Alterações no sistema endocanabinóide na doença de Alzheimer
Os fitocanabinóides, incluindo o canabidiol (CBD) e o Δ9-tetrahidrocanabinol (THC), interagem com o sistema endocanabinóide e têm propriedades anti-inflamatórias, antioxidantes e neuroprotetoras, podendo melhorar as patologias relacionadas a amiloide-β e NFT e promovendo a neurogênese [2].
O sistema endocanabinóide é composto pelos receptores canabinóides 1 e 2 (CB1R e CB2R, codificados por CNR1 e CNR2), anandamida (AEA) e 2-aracidonoilglicerol (2-AG), e enzimas envolvidas na suas biossínteses ou degradações [3].
Alterações no sistema endocanabinóide foram encontradas na DA, com visões conflitantes de que a sinalização endocanabinóide é regulada positivamente para neutralizar a hiperatividade neuronal e a neuroinflamação, ou que a própria regulação positiva contribui para os sintomas da DA, como perda de memória.
Sistema endocanabinóide e neuroinflamação
A regulação positiva do CB2R foi encontrada ex vivo no tecido cerebral de pessoas com DA e em modelos de roedores relevantes para a doença, com evidências sugerindo que a expressão de CB2R é ativada devido à imunomodulação induzida pelos eventos patogênicos presentes na DA.
Além disso, camundongo transgênicos com mutações na proteína precursora amilóide (APP) e presenilina 1 (PS1) e nocautes para CNR2 exibiram níveis reduzidos de micróglia, macrófagos infiltrantes, quimiocinas e citocinas pró-inflamatórias, e Aβ solúvel reduzido [4].
Em um modelo farmacológico da DA em camundongo, o tratamento de 7 dias com CBD atenuou a neuroinflamação evocada por Aβ de forma dependente da dose.
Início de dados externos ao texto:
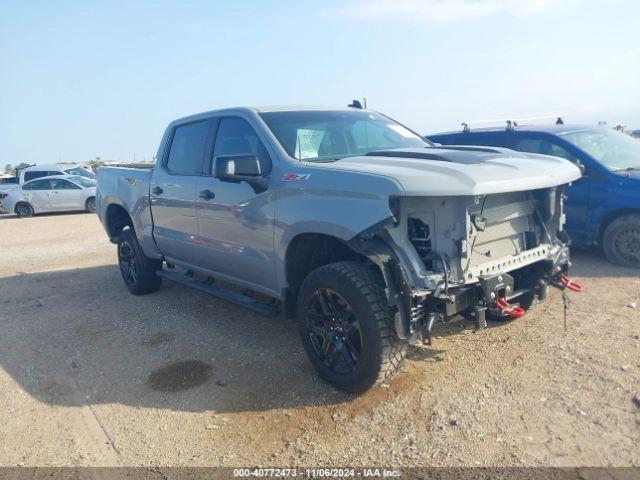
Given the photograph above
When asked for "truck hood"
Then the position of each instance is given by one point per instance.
(463, 170)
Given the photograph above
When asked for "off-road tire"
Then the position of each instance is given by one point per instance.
(24, 210)
(144, 280)
(90, 205)
(363, 288)
(623, 229)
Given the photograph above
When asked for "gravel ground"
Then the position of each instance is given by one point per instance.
(91, 375)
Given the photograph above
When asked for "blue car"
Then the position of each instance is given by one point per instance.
(603, 207)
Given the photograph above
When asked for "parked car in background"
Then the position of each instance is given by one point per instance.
(349, 221)
(38, 171)
(603, 207)
(52, 194)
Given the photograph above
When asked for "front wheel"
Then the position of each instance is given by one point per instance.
(138, 271)
(345, 325)
(621, 241)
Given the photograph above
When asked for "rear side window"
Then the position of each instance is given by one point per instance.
(187, 148)
(38, 185)
(236, 137)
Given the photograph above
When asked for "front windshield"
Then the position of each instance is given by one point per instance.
(83, 172)
(85, 182)
(328, 134)
(615, 150)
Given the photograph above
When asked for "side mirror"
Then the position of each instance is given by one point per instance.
(241, 168)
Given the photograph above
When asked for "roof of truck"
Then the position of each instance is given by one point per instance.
(265, 109)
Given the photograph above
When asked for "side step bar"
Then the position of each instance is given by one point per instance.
(222, 293)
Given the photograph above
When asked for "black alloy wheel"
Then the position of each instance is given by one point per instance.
(334, 331)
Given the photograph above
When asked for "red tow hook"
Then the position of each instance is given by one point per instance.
(566, 282)
(505, 308)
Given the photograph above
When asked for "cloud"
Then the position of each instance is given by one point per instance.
(442, 10)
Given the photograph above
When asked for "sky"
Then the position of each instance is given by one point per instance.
(80, 80)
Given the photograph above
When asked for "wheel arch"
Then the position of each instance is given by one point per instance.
(117, 218)
(24, 202)
(308, 251)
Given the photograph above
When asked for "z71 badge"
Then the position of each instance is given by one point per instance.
(296, 177)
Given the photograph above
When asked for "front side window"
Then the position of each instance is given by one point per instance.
(535, 145)
(236, 137)
(187, 148)
(59, 184)
(328, 134)
(615, 150)
(38, 185)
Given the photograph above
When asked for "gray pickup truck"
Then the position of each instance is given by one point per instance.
(345, 220)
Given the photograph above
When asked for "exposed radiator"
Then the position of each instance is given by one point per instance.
(508, 217)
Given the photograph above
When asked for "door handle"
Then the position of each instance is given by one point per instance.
(207, 195)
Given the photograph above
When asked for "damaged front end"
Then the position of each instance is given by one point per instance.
(469, 255)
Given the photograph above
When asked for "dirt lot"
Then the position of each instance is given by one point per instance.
(91, 375)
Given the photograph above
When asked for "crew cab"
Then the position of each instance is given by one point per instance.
(603, 207)
(347, 221)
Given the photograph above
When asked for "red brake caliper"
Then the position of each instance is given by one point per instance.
(510, 310)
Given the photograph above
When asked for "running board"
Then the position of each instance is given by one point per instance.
(222, 293)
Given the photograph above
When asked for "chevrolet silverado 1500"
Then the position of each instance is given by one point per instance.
(348, 221)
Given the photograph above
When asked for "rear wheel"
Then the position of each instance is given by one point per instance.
(345, 325)
(621, 241)
(24, 210)
(138, 271)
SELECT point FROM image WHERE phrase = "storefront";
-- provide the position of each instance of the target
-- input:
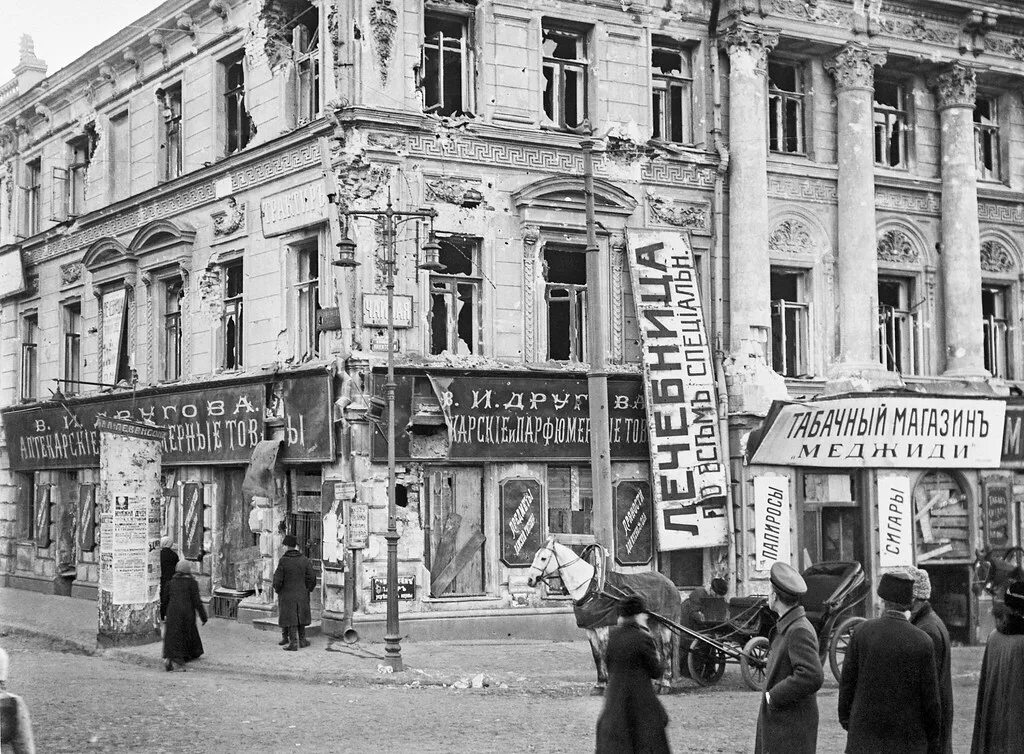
(888, 479)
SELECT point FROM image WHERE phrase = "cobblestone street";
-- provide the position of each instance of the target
(92, 704)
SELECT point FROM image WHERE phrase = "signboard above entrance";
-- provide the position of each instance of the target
(882, 431)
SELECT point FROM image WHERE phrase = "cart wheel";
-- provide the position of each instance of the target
(707, 665)
(841, 642)
(754, 663)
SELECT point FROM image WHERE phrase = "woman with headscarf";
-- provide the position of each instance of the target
(181, 641)
(15, 727)
(998, 725)
(168, 560)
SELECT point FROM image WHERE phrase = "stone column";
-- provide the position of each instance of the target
(961, 238)
(857, 268)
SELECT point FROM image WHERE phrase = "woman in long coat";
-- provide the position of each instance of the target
(181, 641)
(998, 725)
(633, 719)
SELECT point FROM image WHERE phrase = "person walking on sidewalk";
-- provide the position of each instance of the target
(293, 581)
(633, 718)
(181, 639)
(15, 727)
(889, 692)
(998, 724)
(787, 720)
(168, 560)
(925, 618)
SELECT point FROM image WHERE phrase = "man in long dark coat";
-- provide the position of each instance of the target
(181, 640)
(787, 720)
(925, 618)
(889, 693)
(633, 719)
(293, 581)
(998, 723)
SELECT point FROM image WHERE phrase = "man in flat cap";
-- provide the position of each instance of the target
(787, 720)
(925, 618)
(889, 693)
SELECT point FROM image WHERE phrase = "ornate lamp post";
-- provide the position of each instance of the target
(390, 219)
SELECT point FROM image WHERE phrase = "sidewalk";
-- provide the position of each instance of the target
(70, 625)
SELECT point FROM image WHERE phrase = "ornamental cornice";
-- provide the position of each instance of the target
(853, 67)
(956, 86)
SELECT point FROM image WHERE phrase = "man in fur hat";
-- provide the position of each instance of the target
(889, 694)
(925, 618)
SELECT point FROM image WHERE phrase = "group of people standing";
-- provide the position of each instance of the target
(895, 692)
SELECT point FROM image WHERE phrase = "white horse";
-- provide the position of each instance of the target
(596, 613)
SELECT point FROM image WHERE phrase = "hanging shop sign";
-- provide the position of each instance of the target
(295, 208)
(520, 520)
(634, 536)
(686, 461)
(995, 505)
(859, 431)
(307, 408)
(895, 521)
(772, 515)
(210, 425)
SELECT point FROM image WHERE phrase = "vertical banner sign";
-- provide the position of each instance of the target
(772, 514)
(192, 520)
(895, 521)
(687, 467)
(520, 509)
(634, 530)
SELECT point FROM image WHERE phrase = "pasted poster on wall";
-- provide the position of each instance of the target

Nestes estudos, o CBD inibiu a expressão da proteína ácida fibrilar glial (GFAP), sintase de óxido nítrico induzível (iNOS) e interleucina 1 beta (IL-1β) [5], mediado via PPARγ e associado ao aumento da neurogênese [6].
Estudos in vivo mostram que baixas doses de THC podem melhorar o desempenho cognitivo
A administração crônica de 1 e 3 mg/kg de THC restaurou a função cognitiva de camundongos de 12 (apenas 3 mg avaliados) e 18 meses [7].
Em pessoas com demência por todas as causas ou DA, o THC demonstrou melhorar o ganho de peso e os sintomas comportamentais e psicológicos da demência (SCPD) [8].
Outros estudos não encontraram efeitos benéficos do THC para a demência, mas concluíram que até 4,5 mg de THC diariamente é bem tolerado [9].
Efeito “entourage” do tratamento de combinações de canabinóides e extratos de cannabis na doença de Alzheimer
A inclusão de outros canabinóides, particularmente CBD, na formulação pode ajudar a bloquear os efeitos negativos do THC, devido ao “efeito entourage” que se refere à tendência dos canabinóides interagirem quando administrados juntos, mas também à ideia de que os terpenóides e flavonóides presentes nos extratos de cannabis podem contribuir para a sinergia geral do tratamento [10].
Dado isso, e que a baixa dose de THC tem potencial para melhorar a cognição in vivo e melhorar os sintomas comportamentais e psicológicos da demência (SCPD) em ensaios clínicos, a inclusão de baixos níveis de THC em um medicamento para AD à base de cannabis pode ser de valor, apesar do efeito colateral em doses mais altas.
Tratamentos com canabinóides envolvendo uma combinação de THC e CBD e outros canabinóides e resultados terapêuticos na DA
Pesquisas sugerem que os tratamentos com canabinóides envolvendo uma combinação de THC e CBD e outros canabinóides podem produzir maiores resultados terapêuticos e menos efeitos adversos do que o tratamento com isolados de canabinóides purificados.
Por exemplo, o CBD pode se opor aos efeitos indesejáveis do THC (por exemplo, intoxicação e sedação), enquanto potencializa as propriedades analgésicas e antieméticas.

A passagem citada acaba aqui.